Partai-partai nasionalis sekuler setali tiga uang dengan agenda Barat, yaitu menjauhkan Islam dari politik. Mereka menginginkan Islam seperti agama-agama lain, yaitu menjadikan agama hanya di tempat-tempat ibadah saja. Sedangkan urusan kehidupan di bidang politik, ekonomi, budaya, keamanan dan lain-lain dipisahkan dari Islam.
Barat trauma. Mereka pernah mengalami masa ketika gereja dan negara bersatu, terjadi kezaliman yang luar biasa. Ilmuwan-ilmuwan dipenjara dan sebagian dihukum mati, pajak yang tinggi dikenakan kepada rakyat dan seterusnya. Dengan pengalaman sejarah di Eropa seperti ini, maka mereka kemudian memisahkan agama dengan negara.
Mereka memandang semua agama sama. Itulah tragedi Barat. Islam berbeda dengan agama-agama lain. Bila kitab suci agama lain sudah banyak campur tangan manusia, kitab suci Islam (Al-Qur’an) masih otentik. Tidak berubah dari Nabi Muhammad saw sampai kini satu kata pun. Al-Qur’an dijaga umat Islam dengan tulisan dan hafalan.

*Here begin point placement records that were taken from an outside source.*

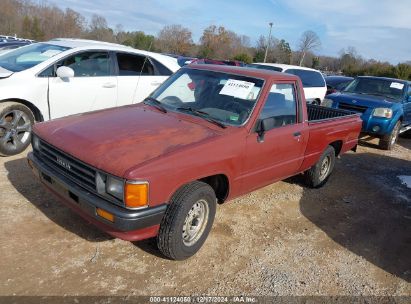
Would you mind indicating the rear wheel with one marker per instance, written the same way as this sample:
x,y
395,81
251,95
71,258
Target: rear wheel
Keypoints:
x,y
388,141
318,174
187,221
16,122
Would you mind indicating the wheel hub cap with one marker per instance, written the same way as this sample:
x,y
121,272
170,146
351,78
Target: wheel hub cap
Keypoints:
x,y
15,128
195,222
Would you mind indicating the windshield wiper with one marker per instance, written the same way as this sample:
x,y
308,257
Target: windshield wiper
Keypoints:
x,y
382,95
203,115
155,103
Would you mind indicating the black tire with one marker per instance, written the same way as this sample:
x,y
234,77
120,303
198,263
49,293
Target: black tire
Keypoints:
x,y
388,141
173,239
318,174
16,121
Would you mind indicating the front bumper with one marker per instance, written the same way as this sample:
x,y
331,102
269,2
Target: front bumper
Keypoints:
x,y
128,224
376,126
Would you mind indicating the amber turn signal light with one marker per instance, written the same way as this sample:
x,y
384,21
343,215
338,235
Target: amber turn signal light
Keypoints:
x,y
105,214
136,195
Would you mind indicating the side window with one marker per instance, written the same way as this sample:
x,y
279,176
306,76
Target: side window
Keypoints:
x,y
161,69
88,64
49,72
133,65
281,105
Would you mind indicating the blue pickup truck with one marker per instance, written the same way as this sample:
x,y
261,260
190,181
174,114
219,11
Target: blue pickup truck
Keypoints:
x,y
384,105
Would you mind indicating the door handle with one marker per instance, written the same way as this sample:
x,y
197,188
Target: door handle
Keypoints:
x,y
109,85
297,136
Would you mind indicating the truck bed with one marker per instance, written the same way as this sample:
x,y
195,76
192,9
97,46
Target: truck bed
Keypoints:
x,y
318,113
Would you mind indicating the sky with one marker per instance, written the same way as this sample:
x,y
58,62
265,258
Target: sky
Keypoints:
x,y
378,29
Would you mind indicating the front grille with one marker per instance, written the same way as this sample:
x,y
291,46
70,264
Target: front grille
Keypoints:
x,y
70,167
351,107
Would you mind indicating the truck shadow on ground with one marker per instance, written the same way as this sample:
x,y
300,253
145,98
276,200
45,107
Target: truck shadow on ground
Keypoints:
x,y
365,208
405,141
24,181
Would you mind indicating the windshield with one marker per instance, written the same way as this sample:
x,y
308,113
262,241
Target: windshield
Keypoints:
x,y
28,56
379,87
226,98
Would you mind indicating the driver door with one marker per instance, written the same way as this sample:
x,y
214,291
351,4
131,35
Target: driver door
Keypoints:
x,y
92,88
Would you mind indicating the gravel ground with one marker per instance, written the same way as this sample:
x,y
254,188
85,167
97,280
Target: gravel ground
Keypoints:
x,y
351,237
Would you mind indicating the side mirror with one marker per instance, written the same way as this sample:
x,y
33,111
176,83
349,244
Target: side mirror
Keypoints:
x,y
264,125
65,72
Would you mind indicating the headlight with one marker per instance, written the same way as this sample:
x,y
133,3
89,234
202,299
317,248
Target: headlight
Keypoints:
x,y
35,142
327,103
382,112
115,187
136,194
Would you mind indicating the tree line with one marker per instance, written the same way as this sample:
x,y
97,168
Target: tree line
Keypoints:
x,y
44,21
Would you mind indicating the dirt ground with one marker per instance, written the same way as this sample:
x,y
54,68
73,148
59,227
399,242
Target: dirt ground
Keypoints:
x,y
351,237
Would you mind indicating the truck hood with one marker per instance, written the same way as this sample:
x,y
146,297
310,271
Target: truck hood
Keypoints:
x,y
5,73
116,140
369,101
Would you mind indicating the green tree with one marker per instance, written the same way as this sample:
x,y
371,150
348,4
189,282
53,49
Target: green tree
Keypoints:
x,y
243,57
140,40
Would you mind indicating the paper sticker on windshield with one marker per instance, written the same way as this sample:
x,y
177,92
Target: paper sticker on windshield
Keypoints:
x,y
397,85
237,88
51,53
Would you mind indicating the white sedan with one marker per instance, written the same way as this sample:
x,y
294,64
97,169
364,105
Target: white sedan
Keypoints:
x,y
61,77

Hanya kitab suci al Quran yang dapat dihafal ribuan atau jutaan orang. Allah SWT menyatakan,”Kami yang menurunkan adz Dzikr (Al-Qur’an) dan sesungguhnya Kami yang menjaganya.” (al Hijr 9)
Para nasionalis sekuler itu terpukau dengan kemajuan Barat dalam ilmu dan teknologi, sehingga semua yang dari Barat mereka contek. Ilmu-ilmu dari Barat baik sains alam maupun sains sosial mereka adopsi dan terapkan di dunia Islam. Sehingga meski mereka masih menyandang Islam, tapi Islam tinggal di masjid-masjid belaka. Mereka memisahkan aqidah ruhiyah (Akidah yang berkaitan dengan ibadah khusus) dan akidah siyasiyah (Akidah yang berkenaan dengan politik. Politik ekonomi, politik budaya, politik sosial, politik keamanan dan lain-lain).

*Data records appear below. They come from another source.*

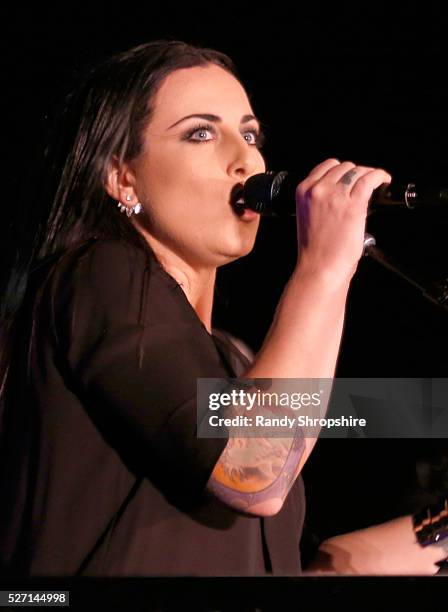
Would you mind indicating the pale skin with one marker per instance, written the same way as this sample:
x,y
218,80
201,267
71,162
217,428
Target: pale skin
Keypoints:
x,y
184,178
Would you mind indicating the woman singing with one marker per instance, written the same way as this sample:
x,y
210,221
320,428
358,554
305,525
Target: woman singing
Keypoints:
x,y
107,327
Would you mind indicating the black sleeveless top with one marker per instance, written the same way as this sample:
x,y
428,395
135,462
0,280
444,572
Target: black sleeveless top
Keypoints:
x,y
101,472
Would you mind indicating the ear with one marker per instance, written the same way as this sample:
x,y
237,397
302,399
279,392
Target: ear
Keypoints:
x,y
120,182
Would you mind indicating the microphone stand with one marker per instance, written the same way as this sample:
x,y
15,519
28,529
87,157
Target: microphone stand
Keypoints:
x,y
437,295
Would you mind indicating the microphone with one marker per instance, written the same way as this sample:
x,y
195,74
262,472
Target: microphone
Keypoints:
x,y
273,194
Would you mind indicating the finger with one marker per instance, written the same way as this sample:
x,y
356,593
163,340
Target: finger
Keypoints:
x,y
365,184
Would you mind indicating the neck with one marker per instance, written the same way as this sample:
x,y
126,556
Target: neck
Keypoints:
x,y
198,283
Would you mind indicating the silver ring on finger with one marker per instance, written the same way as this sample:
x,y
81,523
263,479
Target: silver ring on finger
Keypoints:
x,y
347,178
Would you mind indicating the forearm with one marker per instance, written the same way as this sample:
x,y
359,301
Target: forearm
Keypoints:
x,y
304,338
256,474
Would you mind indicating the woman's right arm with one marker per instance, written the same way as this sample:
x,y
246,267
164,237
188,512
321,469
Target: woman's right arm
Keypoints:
x,y
303,340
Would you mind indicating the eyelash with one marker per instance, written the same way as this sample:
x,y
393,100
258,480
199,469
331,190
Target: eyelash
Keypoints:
x,y
259,136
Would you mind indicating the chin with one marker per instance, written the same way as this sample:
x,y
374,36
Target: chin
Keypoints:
x,y
233,252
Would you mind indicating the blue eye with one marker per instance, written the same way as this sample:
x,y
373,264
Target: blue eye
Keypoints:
x,y
257,140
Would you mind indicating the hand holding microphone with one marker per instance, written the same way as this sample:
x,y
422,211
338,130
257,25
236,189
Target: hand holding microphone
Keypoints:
x,y
331,209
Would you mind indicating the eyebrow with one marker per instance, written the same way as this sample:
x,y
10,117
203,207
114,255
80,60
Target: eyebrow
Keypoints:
x,y
214,118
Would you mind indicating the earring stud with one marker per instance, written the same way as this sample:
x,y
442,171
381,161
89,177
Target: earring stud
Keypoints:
x,y
130,210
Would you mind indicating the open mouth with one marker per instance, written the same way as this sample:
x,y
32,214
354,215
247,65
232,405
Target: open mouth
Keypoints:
x,y
237,198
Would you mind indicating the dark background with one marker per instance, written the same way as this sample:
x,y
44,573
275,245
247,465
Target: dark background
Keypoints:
x,y
350,81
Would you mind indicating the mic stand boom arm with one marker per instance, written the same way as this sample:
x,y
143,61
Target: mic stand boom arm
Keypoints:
x,y
437,294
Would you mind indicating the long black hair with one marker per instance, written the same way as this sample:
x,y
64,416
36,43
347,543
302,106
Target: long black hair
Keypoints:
x,y
102,119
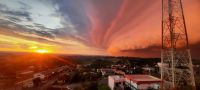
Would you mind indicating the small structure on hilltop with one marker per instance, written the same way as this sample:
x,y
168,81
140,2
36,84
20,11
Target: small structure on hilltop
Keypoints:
x,y
133,82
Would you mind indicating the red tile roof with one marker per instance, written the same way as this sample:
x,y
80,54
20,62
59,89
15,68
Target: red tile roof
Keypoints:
x,y
142,79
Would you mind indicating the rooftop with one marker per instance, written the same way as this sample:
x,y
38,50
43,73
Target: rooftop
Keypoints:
x,y
140,79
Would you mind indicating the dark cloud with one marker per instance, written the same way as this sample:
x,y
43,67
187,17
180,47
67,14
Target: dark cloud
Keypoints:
x,y
73,11
25,6
15,14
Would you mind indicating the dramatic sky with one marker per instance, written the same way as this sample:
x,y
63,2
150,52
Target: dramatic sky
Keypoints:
x,y
93,27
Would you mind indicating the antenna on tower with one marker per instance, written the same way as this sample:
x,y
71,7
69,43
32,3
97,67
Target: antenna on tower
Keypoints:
x,y
177,67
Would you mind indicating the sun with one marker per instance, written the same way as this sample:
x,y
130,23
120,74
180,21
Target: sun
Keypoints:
x,y
42,51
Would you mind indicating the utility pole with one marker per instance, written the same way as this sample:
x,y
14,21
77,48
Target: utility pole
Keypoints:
x,y
177,68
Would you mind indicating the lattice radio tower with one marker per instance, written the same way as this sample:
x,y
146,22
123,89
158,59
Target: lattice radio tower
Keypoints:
x,y
177,67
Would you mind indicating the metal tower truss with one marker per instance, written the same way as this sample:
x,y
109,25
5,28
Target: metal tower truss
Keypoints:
x,y
177,68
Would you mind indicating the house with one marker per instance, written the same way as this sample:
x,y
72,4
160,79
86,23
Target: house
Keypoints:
x,y
142,82
133,82
115,82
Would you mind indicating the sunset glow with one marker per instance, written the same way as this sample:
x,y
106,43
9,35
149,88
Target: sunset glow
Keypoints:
x,y
42,51
100,27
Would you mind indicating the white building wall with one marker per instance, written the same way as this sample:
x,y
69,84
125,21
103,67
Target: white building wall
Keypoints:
x,y
111,83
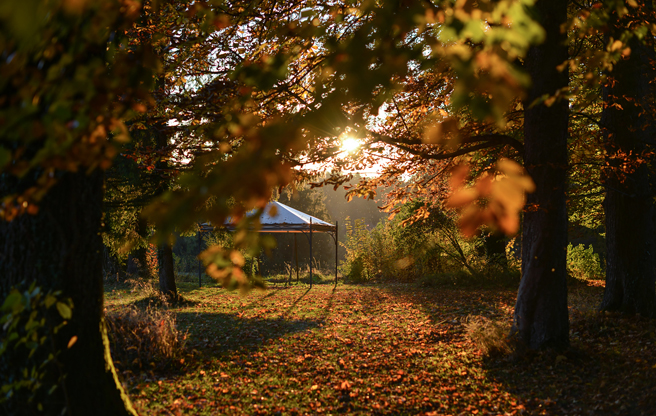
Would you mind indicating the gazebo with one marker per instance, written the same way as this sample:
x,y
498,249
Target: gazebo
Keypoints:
x,y
285,220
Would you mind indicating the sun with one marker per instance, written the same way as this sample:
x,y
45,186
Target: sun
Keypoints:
x,y
350,145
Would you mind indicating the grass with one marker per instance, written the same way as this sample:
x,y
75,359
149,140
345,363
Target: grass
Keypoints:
x,y
387,349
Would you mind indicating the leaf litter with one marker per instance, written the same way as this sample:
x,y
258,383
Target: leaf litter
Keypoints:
x,y
390,349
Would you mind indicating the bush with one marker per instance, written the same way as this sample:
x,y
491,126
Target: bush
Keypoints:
x,y
491,337
428,251
144,338
583,264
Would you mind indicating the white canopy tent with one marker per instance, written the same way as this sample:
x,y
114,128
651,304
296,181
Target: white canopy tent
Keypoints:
x,y
280,218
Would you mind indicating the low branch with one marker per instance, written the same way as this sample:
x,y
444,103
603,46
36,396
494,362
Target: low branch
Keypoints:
x,y
485,141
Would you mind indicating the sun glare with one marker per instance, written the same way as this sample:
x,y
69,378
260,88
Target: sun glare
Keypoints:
x,y
350,145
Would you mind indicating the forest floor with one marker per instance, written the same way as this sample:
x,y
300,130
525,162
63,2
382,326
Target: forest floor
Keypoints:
x,y
388,349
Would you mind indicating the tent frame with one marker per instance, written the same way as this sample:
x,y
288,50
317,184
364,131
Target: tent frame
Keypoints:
x,y
306,229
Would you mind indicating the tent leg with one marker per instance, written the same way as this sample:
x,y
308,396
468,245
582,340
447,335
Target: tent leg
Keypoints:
x,y
336,249
298,277
199,241
311,253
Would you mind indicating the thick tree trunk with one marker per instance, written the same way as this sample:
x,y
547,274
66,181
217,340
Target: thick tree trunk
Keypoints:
x,y
60,248
629,206
541,318
166,273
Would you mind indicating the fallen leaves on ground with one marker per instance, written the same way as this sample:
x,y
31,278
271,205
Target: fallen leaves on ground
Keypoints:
x,y
392,349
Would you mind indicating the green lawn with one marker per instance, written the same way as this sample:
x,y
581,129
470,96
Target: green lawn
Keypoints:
x,y
387,349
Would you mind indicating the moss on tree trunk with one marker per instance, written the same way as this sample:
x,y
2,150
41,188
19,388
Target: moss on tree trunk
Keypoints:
x,y
61,249
541,318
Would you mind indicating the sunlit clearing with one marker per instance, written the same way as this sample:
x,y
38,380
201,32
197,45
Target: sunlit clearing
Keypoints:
x,y
350,145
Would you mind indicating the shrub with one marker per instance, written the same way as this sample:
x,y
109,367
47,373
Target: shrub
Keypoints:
x,y
403,251
491,337
144,338
583,263
30,320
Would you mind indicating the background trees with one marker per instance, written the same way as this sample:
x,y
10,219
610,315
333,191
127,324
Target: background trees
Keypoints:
x,y
228,100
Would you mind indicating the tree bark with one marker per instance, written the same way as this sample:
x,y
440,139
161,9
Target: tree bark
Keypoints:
x,y
61,249
495,249
541,317
166,273
629,205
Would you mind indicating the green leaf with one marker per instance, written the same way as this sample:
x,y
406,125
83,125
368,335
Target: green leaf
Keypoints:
x,y
50,300
64,310
12,301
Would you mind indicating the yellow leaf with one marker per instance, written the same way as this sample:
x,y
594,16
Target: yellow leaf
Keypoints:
x,y
72,341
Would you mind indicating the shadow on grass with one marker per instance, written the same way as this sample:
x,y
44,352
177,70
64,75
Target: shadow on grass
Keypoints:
x,y
213,334
158,301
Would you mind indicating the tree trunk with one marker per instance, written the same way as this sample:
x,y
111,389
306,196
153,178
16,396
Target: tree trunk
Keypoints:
x,y
141,254
541,318
495,249
61,249
629,205
166,273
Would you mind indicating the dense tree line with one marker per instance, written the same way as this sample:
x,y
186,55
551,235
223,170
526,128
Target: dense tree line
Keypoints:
x,y
247,93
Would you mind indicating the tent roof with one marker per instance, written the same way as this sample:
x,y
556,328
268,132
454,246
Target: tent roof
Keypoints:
x,y
286,220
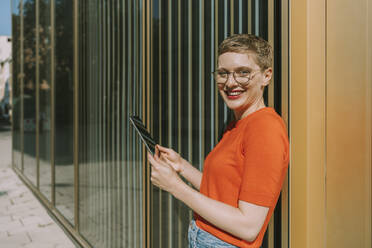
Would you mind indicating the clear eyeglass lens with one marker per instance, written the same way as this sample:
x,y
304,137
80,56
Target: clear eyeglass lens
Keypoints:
x,y
241,77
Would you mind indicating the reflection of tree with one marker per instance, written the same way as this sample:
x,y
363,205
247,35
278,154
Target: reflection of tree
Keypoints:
x,y
64,61
29,45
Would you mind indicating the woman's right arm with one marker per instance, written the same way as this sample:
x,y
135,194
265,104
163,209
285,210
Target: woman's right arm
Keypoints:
x,y
191,174
181,165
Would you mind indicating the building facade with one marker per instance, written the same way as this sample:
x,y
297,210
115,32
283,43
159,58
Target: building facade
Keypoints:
x,y
5,83
81,68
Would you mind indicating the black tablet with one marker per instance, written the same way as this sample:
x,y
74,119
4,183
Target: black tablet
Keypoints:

Inilah yang menyebabkan kemunduran dunia Islam. Dimana para pemimpinnya –dalam berbagai level- meninggalkan al Qur’an dan mengambil pemikiran Barat dalam kehidupannya. Sehingga timbul split personality, kepribadian yang terbelah, kepribadian yang kacau.

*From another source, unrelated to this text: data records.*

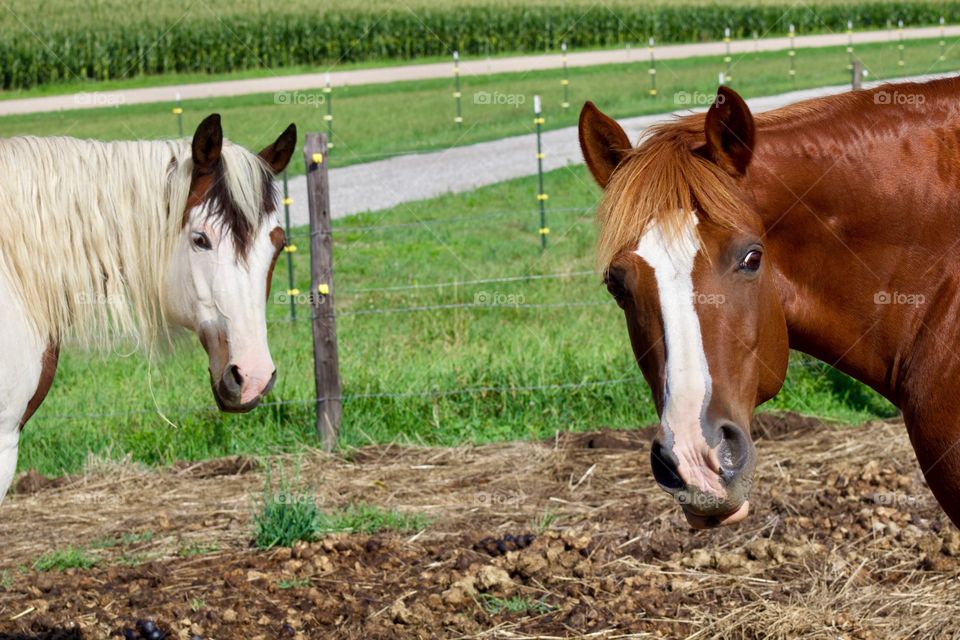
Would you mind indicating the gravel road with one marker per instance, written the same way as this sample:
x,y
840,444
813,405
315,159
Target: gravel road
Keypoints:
x,y
387,183
275,84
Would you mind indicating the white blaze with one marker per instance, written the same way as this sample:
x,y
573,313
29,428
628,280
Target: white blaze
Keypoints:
x,y
687,383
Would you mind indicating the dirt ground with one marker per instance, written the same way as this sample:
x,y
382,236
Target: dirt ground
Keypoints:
x,y
844,541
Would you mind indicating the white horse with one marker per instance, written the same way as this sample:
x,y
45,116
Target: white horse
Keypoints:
x,y
107,241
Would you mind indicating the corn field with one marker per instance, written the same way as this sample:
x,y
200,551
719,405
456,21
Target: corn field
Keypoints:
x,y
105,42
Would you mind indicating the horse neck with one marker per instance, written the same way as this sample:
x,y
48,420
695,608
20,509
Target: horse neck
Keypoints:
x,y
861,225
92,267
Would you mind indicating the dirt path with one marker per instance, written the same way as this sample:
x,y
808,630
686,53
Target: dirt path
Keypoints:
x,y
845,541
86,100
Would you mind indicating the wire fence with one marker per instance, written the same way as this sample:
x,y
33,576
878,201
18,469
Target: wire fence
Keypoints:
x,y
345,233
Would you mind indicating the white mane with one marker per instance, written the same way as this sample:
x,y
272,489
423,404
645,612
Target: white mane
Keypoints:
x,y
87,227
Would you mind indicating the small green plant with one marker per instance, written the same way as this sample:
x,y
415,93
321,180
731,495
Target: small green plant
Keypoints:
x,y
63,559
513,605
6,580
294,583
286,515
546,520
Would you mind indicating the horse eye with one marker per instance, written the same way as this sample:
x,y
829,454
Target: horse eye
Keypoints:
x,y
615,285
201,241
751,261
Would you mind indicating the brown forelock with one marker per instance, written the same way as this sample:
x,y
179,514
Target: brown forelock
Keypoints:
x,y
48,369
742,324
279,239
661,182
210,188
859,198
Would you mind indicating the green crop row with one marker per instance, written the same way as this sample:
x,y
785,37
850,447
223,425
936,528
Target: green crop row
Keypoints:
x,y
281,36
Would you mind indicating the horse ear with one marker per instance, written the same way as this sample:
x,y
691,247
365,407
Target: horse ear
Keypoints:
x,y
278,154
207,142
730,132
603,142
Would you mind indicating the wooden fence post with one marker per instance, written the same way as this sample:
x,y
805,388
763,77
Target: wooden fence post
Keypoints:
x,y
856,80
325,358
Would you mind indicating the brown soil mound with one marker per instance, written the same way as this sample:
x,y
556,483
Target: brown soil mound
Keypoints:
x,y
559,539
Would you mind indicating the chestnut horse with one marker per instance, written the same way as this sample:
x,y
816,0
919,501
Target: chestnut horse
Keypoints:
x,y
830,226
107,241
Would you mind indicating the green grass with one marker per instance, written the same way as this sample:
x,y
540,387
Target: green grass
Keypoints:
x,y
66,558
378,121
288,514
72,40
369,519
495,605
506,357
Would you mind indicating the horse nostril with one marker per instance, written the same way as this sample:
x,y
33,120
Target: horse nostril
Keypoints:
x,y
665,467
734,450
234,372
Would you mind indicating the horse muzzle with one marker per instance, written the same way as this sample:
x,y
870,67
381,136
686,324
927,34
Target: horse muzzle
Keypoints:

Mereka mengambil mawar dan duri dari Barat sekaligus. Sehingga tangan mereka ‘berdarah-darah’. Seharusnya mereka mengambil mawarnya saja untuk ‘perhiasan kehidupan’. Mengambil yang baik yang tidak bertentangan dengan Al- Qur’an.
Karena Al-Qur’an adalah solusi kehidupan bagi seorang Muslim. Imam Hasan al Bana dalam sebuah ceramahnya mengatakan,”Seseorang layak heran terhadap sikap kebanyakan manusia terhadap kitab Allah SWT, Al- Qur’anul Karim. Ikhwan sekalian, sebagaimana saya katakana sebelumnya, sikap kebanyakan manusia di masa-masa sekarang ini terhadap kitab Allah ibarat sekelompok manusia yang diliputi kegelapan dari segala penjuru. Mereka kebingungan, berjalan tanpa petunjuk apapun. Kadang-kadang mereka jatuh ke jurang, kadang-kadang membentur batu dan kadang-kadang saling bertabrakan. Keadaan mereka terus demikian, tersesat membabi buta dan berjalan dalam kegelapan yang pekat. Padahal di hadapan mereka ada sebuah ‘tombol elektrik’ yang andaikata mereka tekan dengan jari , maka gerakan sedikit itu dapat menyalakan sebuah lampu yang terang benderang. Itulah saudara-saudaraku, perumpamaan umat manusia sekarang dan sikap mereka terhadap kitab Allah.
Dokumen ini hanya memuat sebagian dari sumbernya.